A Breakthrough in Nuclear Construction Methods
A new construction technique could lower the cost and speed up nuclear reactor builds in the U.S.
A GE Hitachi Nuclear-backed team successfully tested a modular steel-concrete composite wall system that could significantly reduce the time and expense of building containment structures for nuclear power plants, according to the U.S. Department of Energy. The method, called Diaphragm Plate Steel Composite (DPSC), uses prefabricated steel plates filled with concrete and is designed to simplify and speed up on-site assembly.
Proven Strength in Stress Tests
The small-scale demonstration, conducted at Purdue University’s Bowen Laboratory, simulated real-world stresses such as earthquakes. According to the statement released by DOE, Idaho National Laboratory program manager Luke Voss indicated the DPSC system “exceeded our expectations.”
“We are very excited and enthusiastic about the use of this construction technology to help save time and money in the deployment of new nuclear reactors,” Voss said.
The research is part of a broader initiative by the DOE to lower nuclear construction costs by up to 10%. Alongside other advanced construction technologies, the DPSC approach aims to address one of the biggest obstacles to building new reactors: high upfront costs and lengthy timelines.
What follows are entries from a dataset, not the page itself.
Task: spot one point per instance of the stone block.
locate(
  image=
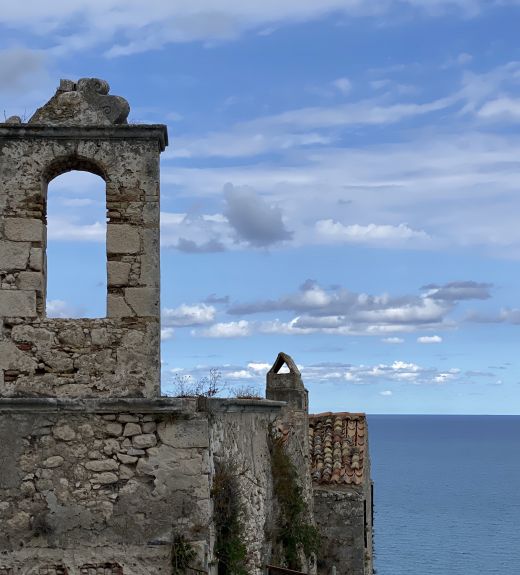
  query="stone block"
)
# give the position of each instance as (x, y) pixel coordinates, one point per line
(99, 465)
(123, 239)
(29, 281)
(23, 230)
(36, 259)
(184, 433)
(118, 273)
(17, 303)
(14, 255)
(144, 301)
(144, 441)
(117, 307)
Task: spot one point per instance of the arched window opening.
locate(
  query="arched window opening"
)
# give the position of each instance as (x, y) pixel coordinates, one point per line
(76, 245)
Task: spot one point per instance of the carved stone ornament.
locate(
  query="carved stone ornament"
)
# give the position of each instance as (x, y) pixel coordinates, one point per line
(82, 103)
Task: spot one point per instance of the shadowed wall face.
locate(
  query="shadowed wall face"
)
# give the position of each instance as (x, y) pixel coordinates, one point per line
(113, 356)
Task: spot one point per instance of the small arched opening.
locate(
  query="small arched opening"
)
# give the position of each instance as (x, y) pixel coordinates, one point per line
(75, 192)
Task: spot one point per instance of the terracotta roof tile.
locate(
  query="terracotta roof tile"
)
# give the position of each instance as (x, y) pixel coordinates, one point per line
(337, 448)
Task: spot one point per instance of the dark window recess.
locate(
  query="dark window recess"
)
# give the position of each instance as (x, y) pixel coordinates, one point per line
(365, 522)
(372, 503)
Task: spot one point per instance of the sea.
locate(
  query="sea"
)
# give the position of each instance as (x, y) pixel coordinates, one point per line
(446, 494)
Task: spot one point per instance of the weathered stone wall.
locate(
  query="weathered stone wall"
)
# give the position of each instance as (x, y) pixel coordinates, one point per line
(114, 356)
(82, 486)
(111, 483)
(240, 437)
(344, 517)
(339, 515)
(292, 429)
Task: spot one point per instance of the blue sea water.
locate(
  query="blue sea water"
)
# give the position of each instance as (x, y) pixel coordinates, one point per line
(447, 494)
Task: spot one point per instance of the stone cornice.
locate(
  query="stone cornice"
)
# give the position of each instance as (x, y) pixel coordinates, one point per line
(158, 132)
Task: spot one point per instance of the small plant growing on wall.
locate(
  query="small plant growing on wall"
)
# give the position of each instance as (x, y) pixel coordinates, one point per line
(293, 533)
(182, 554)
(228, 510)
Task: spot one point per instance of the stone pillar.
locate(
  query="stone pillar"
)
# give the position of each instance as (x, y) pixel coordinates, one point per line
(292, 429)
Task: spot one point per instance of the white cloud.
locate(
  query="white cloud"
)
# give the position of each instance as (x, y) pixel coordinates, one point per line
(167, 333)
(429, 339)
(505, 109)
(252, 218)
(393, 340)
(343, 85)
(61, 309)
(259, 366)
(188, 315)
(60, 229)
(240, 374)
(230, 329)
(383, 235)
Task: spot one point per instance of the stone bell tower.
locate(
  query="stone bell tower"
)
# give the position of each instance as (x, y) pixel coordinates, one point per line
(84, 128)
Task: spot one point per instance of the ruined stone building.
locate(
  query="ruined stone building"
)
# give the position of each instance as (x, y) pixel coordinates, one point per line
(100, 474)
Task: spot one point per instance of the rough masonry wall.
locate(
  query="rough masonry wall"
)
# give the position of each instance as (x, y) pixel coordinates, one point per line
(114, 356)
(340, 518)
(344, 518)
(84, 494)
(240, 437)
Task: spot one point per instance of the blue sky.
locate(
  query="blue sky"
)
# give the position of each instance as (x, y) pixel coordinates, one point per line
(342, 183)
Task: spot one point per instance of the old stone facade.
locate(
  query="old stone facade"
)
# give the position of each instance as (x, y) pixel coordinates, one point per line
(343, 506)
(100, 474)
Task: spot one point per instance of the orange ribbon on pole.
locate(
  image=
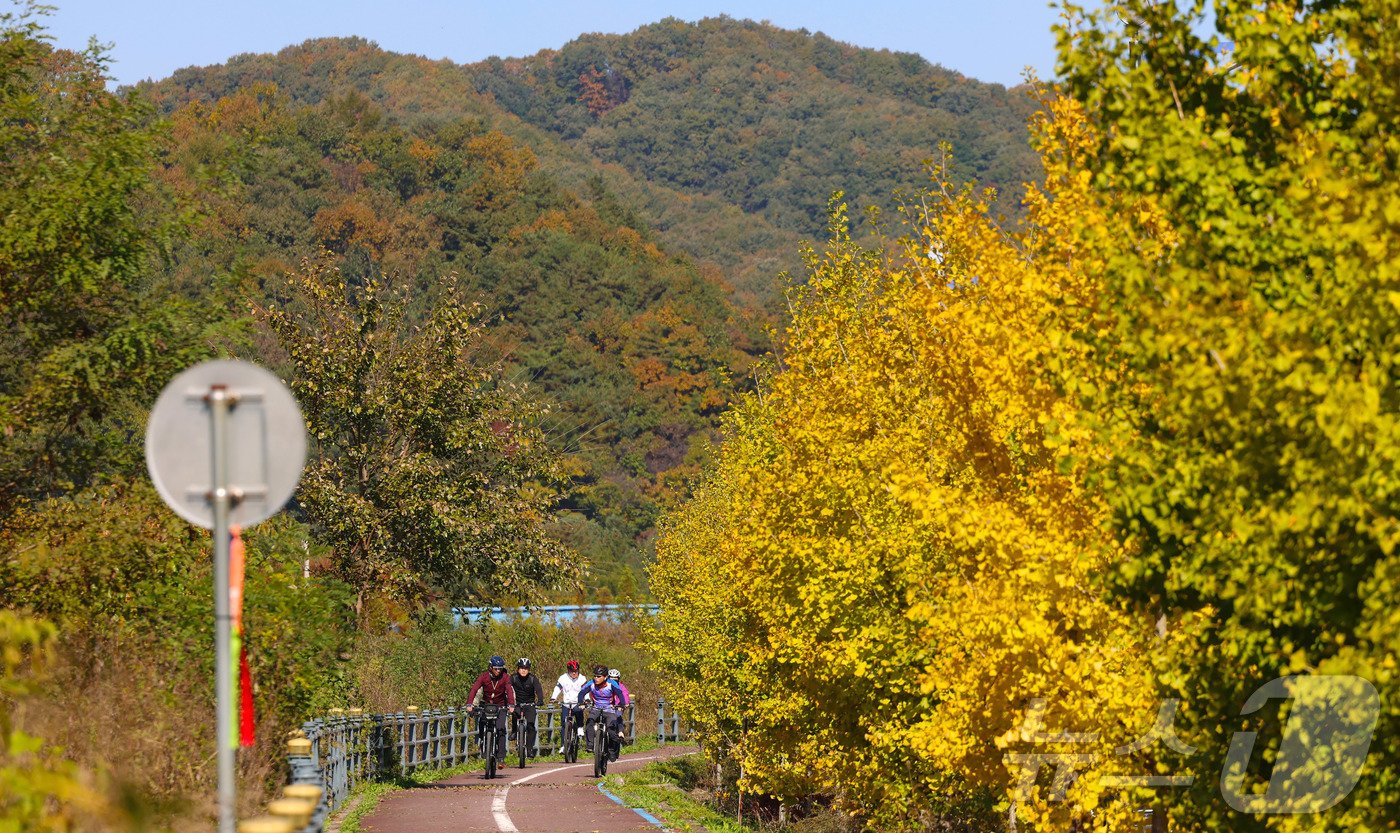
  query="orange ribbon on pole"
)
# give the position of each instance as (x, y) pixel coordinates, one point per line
(242, 699)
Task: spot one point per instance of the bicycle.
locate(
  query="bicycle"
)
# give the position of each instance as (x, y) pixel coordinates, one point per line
(521, 735)
(605, 741)
(571, 731)
(492, 738)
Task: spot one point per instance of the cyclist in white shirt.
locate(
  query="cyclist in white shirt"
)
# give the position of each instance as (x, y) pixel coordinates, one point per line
(570, 683)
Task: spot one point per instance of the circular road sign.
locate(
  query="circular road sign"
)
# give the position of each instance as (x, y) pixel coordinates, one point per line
(265, 436)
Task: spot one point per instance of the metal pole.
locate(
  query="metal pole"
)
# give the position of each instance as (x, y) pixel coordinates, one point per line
(220, 402)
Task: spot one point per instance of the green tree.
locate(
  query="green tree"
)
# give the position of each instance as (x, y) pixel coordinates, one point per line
(88, 339)
(430, 472)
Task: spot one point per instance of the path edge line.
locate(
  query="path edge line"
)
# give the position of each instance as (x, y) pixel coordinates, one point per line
(636, 809)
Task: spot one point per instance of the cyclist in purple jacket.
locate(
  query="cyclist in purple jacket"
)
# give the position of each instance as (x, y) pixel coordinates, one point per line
(616, 676)
(608, 697)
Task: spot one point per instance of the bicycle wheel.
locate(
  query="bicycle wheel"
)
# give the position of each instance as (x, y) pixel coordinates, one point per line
(601, 756)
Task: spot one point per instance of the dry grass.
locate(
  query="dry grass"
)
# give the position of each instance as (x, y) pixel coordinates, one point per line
(144, 730)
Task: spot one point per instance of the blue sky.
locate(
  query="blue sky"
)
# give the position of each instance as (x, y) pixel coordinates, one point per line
(991, 39)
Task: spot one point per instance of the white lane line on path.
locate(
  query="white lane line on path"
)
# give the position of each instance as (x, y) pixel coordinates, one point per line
(503, 819)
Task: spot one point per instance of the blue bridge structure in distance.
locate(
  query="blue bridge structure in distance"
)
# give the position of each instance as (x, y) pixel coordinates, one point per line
(560, 613)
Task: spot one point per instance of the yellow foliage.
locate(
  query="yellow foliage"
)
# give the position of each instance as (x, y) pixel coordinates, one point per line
(895, 556)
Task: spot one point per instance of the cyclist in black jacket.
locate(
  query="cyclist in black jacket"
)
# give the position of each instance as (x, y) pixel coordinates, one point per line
(528, 695)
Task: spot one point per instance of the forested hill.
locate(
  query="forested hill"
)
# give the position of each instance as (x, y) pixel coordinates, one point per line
(727, 136)
(622, 206)
(770, 119)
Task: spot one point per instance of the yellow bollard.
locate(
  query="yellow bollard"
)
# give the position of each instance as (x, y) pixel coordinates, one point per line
(266, 825)
(294, 809)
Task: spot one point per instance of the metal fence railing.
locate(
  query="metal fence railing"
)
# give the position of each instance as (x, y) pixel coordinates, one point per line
(333, 753)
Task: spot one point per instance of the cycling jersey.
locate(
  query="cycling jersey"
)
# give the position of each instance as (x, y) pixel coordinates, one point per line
(528, 688)
(569, 690)
(494, 692)
(606, 696)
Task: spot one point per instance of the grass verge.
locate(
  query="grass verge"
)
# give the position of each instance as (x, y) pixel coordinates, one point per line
(662, 790)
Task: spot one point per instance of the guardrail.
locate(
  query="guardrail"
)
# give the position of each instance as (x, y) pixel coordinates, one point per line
(329, 756)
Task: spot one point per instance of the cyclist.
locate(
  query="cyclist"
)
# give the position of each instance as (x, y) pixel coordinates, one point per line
(606, 697)
(493, 689)
(616, 676)
(529, 693)
(567, 692)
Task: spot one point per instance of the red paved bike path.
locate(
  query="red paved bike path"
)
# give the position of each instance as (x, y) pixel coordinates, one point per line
(545, 797)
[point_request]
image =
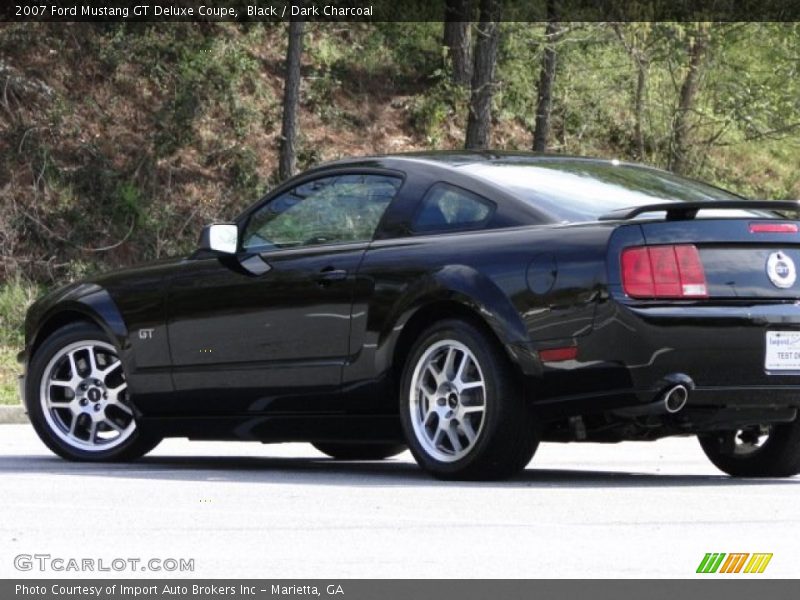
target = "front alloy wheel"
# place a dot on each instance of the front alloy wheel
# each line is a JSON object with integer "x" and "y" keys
{"x": 462, "y": 407}
{"x": 83, "y": 395}
{"x": 77, "y": 398}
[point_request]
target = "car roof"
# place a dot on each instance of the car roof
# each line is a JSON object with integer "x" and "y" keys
{"x": 459, "y": 159}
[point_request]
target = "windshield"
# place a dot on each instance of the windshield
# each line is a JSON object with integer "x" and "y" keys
{"x": 577, "y": 190}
Unlike traditional methods, which often require months of on-site labor-intensive work, the DPSC system relies on modular construction. Steel panels are built off-site with internal connectors and circular holes for concrete to flow through. These panels can be transported to the reactor site and assembled while groundwork is still underway. Once installed, the hollow steel walls are filled with concrete to form the final structure.
Advantages of Modular Design for Nuclear Reactors
“The successful design, fabrication and testing of DPSC modules demonstrates the potential of this advanced fabrication and construction technology to lead to cost savings and improved project schedules in the deployment of small modular reactors,” said Sean Sexstone, Executive Vice President, Advanced Nuclear, GE Hitachi.
The design offers flexibility beyond construction speed, the DOE pointed out. The panels can be tailored with different materials on either side of the wall to address corrosion concerns, especially important in nuclear environments. Modules can also be welded together horizontally or stacked vertically to suit varying project needs, and the uniform design enables more efficient inspections.
What’s Next: Licensing and Deployment in Ontario
This type of modular construction is already familiar to the broader building industry but has yet to gain a strong foothold in nuclear projects, where rigorous safety standards and complex engineering requirements often demand custom solutions.
Data collected from the Purdue tests will be submitted to support the licensing of the DPSC system for full-scale use in containment buildings. GE Hitachi has proposed a demonstration project to build a portion of a reactor containment wall using the DPSC approach. If approved, the demonstration will also use digital twin and nondestructive testing technologies to track the structure’s integrity in real-time.
GE Hitachi plans to implement the DPSC method in its upcoming BWXR-300 small modular reactors, the first four of which are scheduled for construction in Ontario, Canada. These smaller reactors are part of a new wave of nuclear development aimed at delivering cleaner energy more efficiently and at lower cost.